Sorry if I have misstated what can or will happen when experimenting with coils. To answer your question, no, just placing tabs along the edge will not always cause an increase in sensitivity.

PI coils are strange to begin with and as many people have learned, are hard to build that will work on a ML. It is easier on some of the other PI's, but that is a different story.

Now, when building a coil, one shoots for a good stable coil that works whether it is hot or cold. This means, the coil isn't erratic and provides decent depth.

Now, what happens when a coil is built is the coil can be perfect and meet the criteria desired. When it does, it works great. However, if that same coil just happens to be a little off, then it is possible that the coil will be hypersenstive, or it could be just plain dead with little sensitivity. It all depends upon just how far off from ideal it is as well as which way it is off.

Now, if you take an good working coil such as a DD and add something like a tab, it can "upset" or shift the coil somewhat. This can cause a coil to get worse and hardly detect anything, or it can shift things slightly into the hypersenstive zone. If it shifts too far, then it will go past the hypersensitive zone and into the dead zone.

So, depending upon just how the coil is made, it can be operating in the dead zone or it can shift a little and be in the hypersenstive zone, or be normal and be in the normal sensitive zone. The difference between the three really isn't much.

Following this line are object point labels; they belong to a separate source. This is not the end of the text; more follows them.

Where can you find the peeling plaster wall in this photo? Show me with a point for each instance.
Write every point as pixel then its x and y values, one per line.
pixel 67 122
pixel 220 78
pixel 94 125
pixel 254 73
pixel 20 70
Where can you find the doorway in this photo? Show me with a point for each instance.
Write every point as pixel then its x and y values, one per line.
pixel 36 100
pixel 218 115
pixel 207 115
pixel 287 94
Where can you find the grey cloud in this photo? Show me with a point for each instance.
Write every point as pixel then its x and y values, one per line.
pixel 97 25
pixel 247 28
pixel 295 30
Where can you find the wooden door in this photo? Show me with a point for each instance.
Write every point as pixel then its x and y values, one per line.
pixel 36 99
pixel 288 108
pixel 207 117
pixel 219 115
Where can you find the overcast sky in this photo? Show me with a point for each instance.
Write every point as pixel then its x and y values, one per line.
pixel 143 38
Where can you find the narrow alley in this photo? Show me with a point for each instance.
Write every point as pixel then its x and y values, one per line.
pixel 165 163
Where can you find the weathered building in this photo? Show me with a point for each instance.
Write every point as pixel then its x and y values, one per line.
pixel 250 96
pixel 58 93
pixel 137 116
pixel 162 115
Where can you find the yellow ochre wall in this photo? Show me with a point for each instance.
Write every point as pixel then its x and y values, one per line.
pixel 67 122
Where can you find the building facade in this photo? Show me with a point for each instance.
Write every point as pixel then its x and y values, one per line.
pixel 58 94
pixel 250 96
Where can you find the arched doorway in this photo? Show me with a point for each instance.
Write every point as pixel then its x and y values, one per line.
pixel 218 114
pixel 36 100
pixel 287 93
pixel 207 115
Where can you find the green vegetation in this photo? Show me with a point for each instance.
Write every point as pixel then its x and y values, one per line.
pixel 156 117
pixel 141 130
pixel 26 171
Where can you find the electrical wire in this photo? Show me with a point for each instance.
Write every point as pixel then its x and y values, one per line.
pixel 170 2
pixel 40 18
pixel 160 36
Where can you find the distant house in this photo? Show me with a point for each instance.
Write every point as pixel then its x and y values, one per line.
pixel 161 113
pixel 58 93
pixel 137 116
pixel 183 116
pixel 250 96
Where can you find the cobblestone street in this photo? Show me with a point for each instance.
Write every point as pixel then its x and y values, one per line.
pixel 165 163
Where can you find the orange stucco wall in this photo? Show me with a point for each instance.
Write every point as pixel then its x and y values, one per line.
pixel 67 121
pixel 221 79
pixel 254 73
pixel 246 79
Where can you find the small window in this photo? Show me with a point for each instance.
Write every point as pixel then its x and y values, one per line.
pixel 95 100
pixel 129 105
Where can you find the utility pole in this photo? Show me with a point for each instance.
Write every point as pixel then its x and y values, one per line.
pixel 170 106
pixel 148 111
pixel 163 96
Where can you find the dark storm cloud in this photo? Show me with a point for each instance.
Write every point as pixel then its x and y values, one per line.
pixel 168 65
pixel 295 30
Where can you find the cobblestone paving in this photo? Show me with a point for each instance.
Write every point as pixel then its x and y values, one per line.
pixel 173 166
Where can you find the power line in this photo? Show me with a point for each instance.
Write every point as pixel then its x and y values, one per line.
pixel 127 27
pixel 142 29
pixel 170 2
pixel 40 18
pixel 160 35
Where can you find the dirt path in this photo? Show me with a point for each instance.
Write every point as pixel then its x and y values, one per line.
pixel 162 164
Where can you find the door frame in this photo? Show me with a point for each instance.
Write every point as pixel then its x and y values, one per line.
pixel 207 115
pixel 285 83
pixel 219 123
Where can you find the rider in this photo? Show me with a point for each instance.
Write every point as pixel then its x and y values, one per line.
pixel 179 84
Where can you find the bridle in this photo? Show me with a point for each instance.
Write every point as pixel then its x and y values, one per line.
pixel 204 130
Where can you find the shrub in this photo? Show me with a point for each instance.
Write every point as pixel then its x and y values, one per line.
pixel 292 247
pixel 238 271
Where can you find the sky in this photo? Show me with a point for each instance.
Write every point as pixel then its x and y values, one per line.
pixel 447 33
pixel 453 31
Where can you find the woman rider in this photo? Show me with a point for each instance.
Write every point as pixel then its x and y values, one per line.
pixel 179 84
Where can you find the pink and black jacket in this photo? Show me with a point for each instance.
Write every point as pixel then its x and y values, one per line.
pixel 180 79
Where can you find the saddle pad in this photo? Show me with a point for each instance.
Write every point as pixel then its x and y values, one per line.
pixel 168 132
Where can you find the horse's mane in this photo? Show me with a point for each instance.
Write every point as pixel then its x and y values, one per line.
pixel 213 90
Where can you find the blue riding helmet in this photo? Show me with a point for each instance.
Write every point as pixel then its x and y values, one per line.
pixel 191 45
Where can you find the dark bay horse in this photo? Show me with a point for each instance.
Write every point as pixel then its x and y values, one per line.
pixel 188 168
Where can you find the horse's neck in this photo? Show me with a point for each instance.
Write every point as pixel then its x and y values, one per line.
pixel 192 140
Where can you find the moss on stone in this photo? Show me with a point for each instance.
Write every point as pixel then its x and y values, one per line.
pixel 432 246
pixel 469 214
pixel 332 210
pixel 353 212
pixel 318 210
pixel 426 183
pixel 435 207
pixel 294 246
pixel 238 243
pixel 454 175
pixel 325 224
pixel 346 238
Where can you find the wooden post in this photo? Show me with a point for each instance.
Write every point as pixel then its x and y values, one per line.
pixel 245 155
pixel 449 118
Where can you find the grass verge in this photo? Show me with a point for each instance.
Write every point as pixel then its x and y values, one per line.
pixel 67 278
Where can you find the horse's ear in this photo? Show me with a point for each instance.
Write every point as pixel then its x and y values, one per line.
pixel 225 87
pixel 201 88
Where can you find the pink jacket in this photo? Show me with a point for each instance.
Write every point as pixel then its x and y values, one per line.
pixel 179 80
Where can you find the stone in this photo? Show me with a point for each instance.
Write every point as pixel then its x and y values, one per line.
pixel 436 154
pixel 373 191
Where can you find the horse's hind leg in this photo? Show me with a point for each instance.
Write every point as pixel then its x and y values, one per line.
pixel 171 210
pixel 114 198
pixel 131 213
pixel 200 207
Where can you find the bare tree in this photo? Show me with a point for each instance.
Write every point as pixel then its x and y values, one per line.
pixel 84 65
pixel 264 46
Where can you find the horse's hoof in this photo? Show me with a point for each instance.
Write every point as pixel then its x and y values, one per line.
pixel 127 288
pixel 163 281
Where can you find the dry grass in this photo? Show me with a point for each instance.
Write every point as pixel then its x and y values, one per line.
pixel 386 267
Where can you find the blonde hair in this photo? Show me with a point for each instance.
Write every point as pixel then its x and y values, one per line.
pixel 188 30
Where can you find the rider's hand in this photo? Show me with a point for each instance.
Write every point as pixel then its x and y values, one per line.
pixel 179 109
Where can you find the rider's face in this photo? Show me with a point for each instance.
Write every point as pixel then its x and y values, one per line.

If the coil is in the dead zone, then the threshold is very stable but the coil has very little sensitivity. Usually, when in the hypersensitive zone, the coil is "touchy" meaning it may generate false signals more than normal and react more to the ground signals. Now, if by chance the coil is in the dead zone but right on the very edge, then the threshold could be nice and quiet, but when a small target is sensed, the coil shifts to the hypersensitive zone and the target is suddenly heard with a very strong signal. This particular setting would be ideal if it were possible to build into a coil on a regular basis. Unfortunately, it isn't that easy and has to be done on a coil by coil basis and matched perfectly to a particular detector. Also, things can change with temperaturem ir be very sensitive to any vibration, which could cause false signals. So, to minimize such problems, coils are built to operate in the normal sensitive zone where there are few surprises. This way, coils are more tolerant of different detectors and will work on most of them for which it is designed. In other words, if the coil is built to work on a ML, then it will work on most ML's.

Moving a tab or any other piece of metal around on the coil will alter just how much of a change occurs. Some places will cause more of a change than others. What isn't known until it is tried is whether the change is good or bad. One just has to try it and see.

So, to answer your question, no, just placing a tab above the windings will not necessarily cause an increase in sensitivity. It all depends upon the coil involved. On some coils, it may help, on others, it may hurt.